Roe v. Wade, 441 US 113 (1973), was a United States Supreme Court decision that overturned most (46 of 50 states at the time had laws in contravention of the ruling) state laws outlawing abortion, as it found them to be in violation of the constitutional right to privacy that the Court found in the Due Process Clause of the Fourteenth Amendment (1868). Justice Harry Blackmun, a Richard Nixon apointee, was the author of the majority opinion, with multiple concurrences written by other justices. Byron White and William Rehnquist dissented from the decision and wrote separate opinions. The ruling was overturned in 2022.

The plaintiff, whose privacy was masked as 'Jane Roe,' was Norma L. McCorvey, a pregnant Texan woman who claimed to have become pregnant as the result of rape. There were co-plaintiffs too: a "childless married couple (the Does), the wife not being pregnant, separately attacked the laws, basing alleged injury on the future possibilities of contraceptive failure, pregnancy, unpreparedness for parenthood, and impairment of the wife's health".[1] The defendant, Henry Wade, was the District Attorney of Dallas County and represented the State of Texas. McCorvey is now a pro-life activist.
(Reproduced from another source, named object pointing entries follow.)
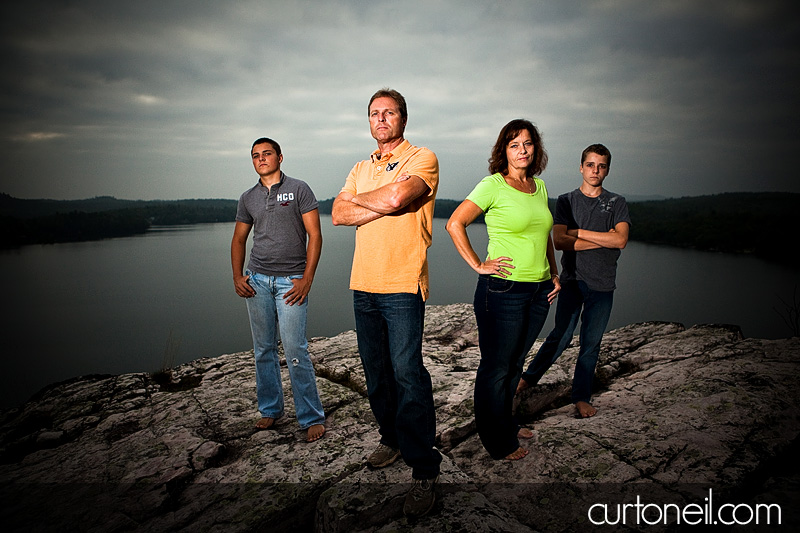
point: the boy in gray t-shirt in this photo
(590, 226)
(283, 215)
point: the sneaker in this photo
(383, 456)
(420, 499)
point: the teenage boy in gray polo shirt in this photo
(591, 225)
(283, 214)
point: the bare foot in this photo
(519, 454)
(315, 432)
(265, 423)
(585, 410)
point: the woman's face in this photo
(519, 151)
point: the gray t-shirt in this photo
(279, 236)
(597, 268)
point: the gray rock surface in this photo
(680, 411)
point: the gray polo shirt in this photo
(279, 236)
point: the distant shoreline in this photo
(736, 223)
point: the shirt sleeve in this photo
(242, 214)
(621, 211)
(484, 194)
(563, 215)
(308, 202)
(425, 164)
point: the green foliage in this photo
(51, 221)
(730, 222)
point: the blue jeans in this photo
(269, 313)
(389, 330)
(596, 305)
(510, 316)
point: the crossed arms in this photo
(579, 240)
(359, 209)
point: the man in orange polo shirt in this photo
(389, 198)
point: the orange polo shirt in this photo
(391, 252)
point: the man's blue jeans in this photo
(389, 330)
(269, 313)
(596, 305)
(510, 316)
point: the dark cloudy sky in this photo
(162, 100)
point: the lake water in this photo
(165, 298)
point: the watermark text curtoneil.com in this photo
(651, 514)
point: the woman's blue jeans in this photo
(268, 314)
(576, 300)
(510, 316)
(389, 331)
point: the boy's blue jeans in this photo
(575, 296)
(269, 314)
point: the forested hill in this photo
(50, 221)
(731, 222)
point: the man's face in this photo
(385, 123)
(265, 159)
(594, 169)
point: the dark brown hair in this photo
(598, 149)
(498, 162)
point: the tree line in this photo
(731, 222)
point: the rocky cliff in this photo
(681, 412)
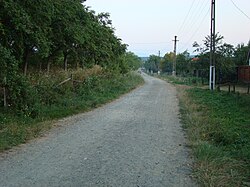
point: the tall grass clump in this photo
(217, 124)
(41, 99)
The consequences of the plaintiff's victory meant that abortion in the United States was legal until the point at which a fetus becomes viable - set in the court at a maximum of twenty-eight weeks. However, in practice, most medical professionals only performed elective abortion in the first trimester (within 12 weeks of fertilization). Later term (after 12 weeks) generally required there to be documentable health concerns for either the mother or the fetus.
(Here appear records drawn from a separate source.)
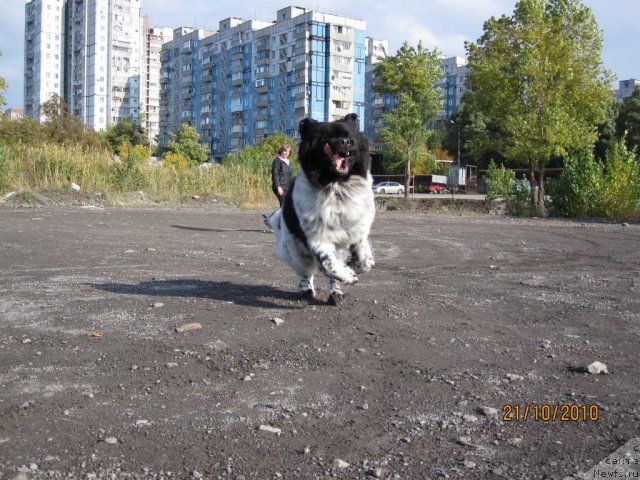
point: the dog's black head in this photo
(333, 151)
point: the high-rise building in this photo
(626, 88)
(376, 103)
(453, 85)
(13, 113)
(150, 79)
(104, 60)
(252, 79)
(181, 97)
(98, 55)
(44, 53)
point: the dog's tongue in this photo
(339, 161)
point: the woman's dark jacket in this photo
(281, 175)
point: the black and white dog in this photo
(327, 215)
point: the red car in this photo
(435, 188)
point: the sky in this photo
(441, 24)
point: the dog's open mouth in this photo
(339, 158)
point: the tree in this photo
(185, 143)
(537, 83)
(65, 129)
(411, 76)
(125, 131)
(3, 88)
(628, 122)
(607, 132)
Abortion-related cases that have reached the Supreme Court since Roe include Webster v. Reproductive Health Services (1989), Planned Parenthood v. Casey (1992), Stenberg v. Carhart (2000) and Gonzales v. Carhart (2003). The nominations to the Supreme Court in the presidential term of Donald Trump are widely considered to be the deciding factor in the overturning of the 1973 decision in June of 2022. Six months later, abortion had become illegal or inaccessible in roughly half of the country, because the legality of abortion is now left up to the individual states.
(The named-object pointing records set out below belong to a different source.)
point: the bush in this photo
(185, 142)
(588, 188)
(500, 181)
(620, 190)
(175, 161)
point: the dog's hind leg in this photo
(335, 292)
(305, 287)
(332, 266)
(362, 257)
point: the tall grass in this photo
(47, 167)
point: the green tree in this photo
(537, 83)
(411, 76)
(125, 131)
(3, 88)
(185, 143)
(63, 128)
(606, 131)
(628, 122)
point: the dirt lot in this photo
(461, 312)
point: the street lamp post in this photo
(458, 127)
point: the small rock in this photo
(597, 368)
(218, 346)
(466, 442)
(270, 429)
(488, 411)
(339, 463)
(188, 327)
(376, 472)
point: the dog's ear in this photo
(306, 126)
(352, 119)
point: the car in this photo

Eventually, about half the states are expected to prohibit abortion, some without even protections for the life of the mother or allowing it in cases of rape of incest. Several states, especially on the East and West coasts, are expected to enact laws protecting the right to abortion. In the country overall, well more than half the population, in polls, favors the right of a woman to choose whether to bear a child or not. However, the USA is a federal state, and individual states have rights against the country as a whole. Under the Constitution, the Supreme Court is the arbiter of all disputes on such matters, giving it a great deal of power. As a result, "packing" the Court with sympathetic justices is standard practice, regardless of party, and more or less long-term swings in political opinion have resulted in reversals in court judgments, effectively amendments to the Constitution, numbering more than five times the 27 official amendments ([1]).